Pengaruh Persaingan Pendidikan

MDA di Kota: Madrasah perkotaan biasanya menghadapi persaingan lebih tinggi dengan lembaga pendidikan agama lain, seperti pesantren modern, sekolah Islam terpadu, atau lembaga pendidikan agama berbasis internasional. Hal ini bisa mengurangi minat masyarakat untuk memilih MDA jika tidak memiliki keunggulan kompetitif yang jelas.

MDA di Desa: Di desa, persaingan antar-lembaga pendidikan agama umumnya lebih rendah. Dengan minimnya pilihan, masyarakat lebih cenderung mendukung MDA yang sudah ada sebagai satu-satunya lembaga pendidikan agama yang terjangkau.

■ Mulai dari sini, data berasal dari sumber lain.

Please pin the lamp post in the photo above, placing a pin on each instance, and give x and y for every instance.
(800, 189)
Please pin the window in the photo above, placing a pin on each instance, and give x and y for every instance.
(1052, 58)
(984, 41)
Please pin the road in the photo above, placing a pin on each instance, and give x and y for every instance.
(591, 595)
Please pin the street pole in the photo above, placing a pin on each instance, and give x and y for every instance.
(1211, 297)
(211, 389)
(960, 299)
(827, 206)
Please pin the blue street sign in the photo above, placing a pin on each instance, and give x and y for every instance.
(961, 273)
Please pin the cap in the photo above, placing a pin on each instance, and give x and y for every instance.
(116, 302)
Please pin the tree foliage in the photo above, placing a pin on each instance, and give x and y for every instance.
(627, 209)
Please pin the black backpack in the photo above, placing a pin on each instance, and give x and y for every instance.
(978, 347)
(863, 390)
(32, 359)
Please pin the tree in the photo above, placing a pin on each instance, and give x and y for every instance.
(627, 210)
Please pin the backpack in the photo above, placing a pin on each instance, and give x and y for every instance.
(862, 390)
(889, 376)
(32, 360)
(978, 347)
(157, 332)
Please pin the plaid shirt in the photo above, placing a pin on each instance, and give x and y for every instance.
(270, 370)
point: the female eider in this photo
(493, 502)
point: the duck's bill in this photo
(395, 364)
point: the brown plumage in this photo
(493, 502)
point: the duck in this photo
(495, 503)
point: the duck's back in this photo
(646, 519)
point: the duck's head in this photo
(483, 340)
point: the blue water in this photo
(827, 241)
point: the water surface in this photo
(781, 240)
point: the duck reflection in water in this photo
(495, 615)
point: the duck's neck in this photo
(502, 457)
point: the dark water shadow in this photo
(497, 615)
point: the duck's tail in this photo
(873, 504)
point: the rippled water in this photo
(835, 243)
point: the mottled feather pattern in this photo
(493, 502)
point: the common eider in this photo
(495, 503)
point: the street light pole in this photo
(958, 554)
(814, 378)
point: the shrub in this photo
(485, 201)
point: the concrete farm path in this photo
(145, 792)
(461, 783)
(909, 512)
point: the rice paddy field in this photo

Manakah yang Lebih Mampu Bertahan?

Kekuatan bertahan MDA di desa atau kota sebenarnya bergantung pada beberapa faktor:

Dukungan Masyarakat dan Kearifan Lokal: MDA di desa cenderung lebih mampu bertahan karena keberadaannya merupakan kebutuhan mendasar dalam masyarakat desa yang masih sangat menghargai pendidikan agama. Keberlangsungan madrasah di desa banyak ditopang oleh hubungan yang erat antara masyarakat dan guru, serta rasa tanggung jawab bersama untuk menjaga madrasah tetap hidup.

Keterbukaan Terhadap Bantuan Eksternal di Kota: Di kota, MDA mungkin lebih cepat berkembang jika berhasil menarik dukungan dari organisasi eksternal dan memiliki manajemen yang baik. Namun, tanpa dukungan masyarakat yang konsisten, MDA perkotaan cenderung kurang stabil dibandingkan MDA di desa, terutama karena faktor persaingan dengan lembaga pendidikan lain.

Secara umum, MDA di desa cenderung lebih mampu bertahan karena didukung oleh komunitas yang kuat dan nilai-nilai yang menjunjung tinggi pendidikan agama. Meski fasilitasnya mungkin sederhana, semangat gotong-royong masyarakat desa bisa menjadi fondasi utama yang menjaga keberadaan madrasah ini. Maka dari itulah, inti dari bertahannya MDA bukan pada fasilitas dan guru semata, tapi secara terpadu atas dukungan masyarakat yang lebih mengakar dan kuat.